石川啄木の魅力を追い 息づかいに触れてみたい

『航海者』ウィリアム・アダムス=三浦按針の生涯


【夕空】


『航海者』(上・下)

500人を超える船乗りを乗せた5隻の船団がオランダから出発した。足かけ3年後、マゼラン海峡を抜け異国ジャポンの豊後臼杵にたどりついたボロ船に乗っていたのは、わずか20数人だった。1600年、関ヶ原の戦いの直前のこと。イギリス人航海長の名はウィリアム・アダムス。彼は、後に徳川家康から旗本に取り立てられ三浦按針という日本名をもらい「青い目のサムライ」となった。


400年前の航海は凄まじい。
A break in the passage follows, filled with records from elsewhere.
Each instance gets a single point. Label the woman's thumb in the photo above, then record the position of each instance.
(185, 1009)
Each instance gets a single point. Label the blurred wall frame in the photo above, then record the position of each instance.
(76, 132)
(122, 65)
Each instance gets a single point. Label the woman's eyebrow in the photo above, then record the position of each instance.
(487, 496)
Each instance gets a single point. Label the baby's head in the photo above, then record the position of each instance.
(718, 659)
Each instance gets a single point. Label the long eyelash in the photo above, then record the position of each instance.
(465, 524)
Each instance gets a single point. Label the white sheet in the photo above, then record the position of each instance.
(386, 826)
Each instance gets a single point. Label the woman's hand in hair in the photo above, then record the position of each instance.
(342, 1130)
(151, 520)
このころの航海者は「国家に公認された海賊」であった。略奪行為を続けながら航海する。それを肯定するよりどころとして、コロンブスの判断基準があげられている。
<新大陸の原住民を見分けるには、「衣服と羞恥心」「文字と書物」「宗教と信仰」「社会の仕組み」の4つを見る。この条件の一つも満たしていない住民は野蛮人だ。殺害してよい。略奪してよい>
ジャポンの人たちは衣服をまとっていた。清潔な部屋に暮らしていた。だから殺害しない(漂着したときは死にそうで殺す力もなかったが・・)。
宗教問題、関ヶ原の戦い、造船、故郷にいる妻子。按針はこれらの事柄に苦しみながらも、高い見識と冷静さといやらしさで乗り越えていく。
小さい頃に見た横須賀「按針塚」の見事な桜を思い出しながら、一気に読んだ。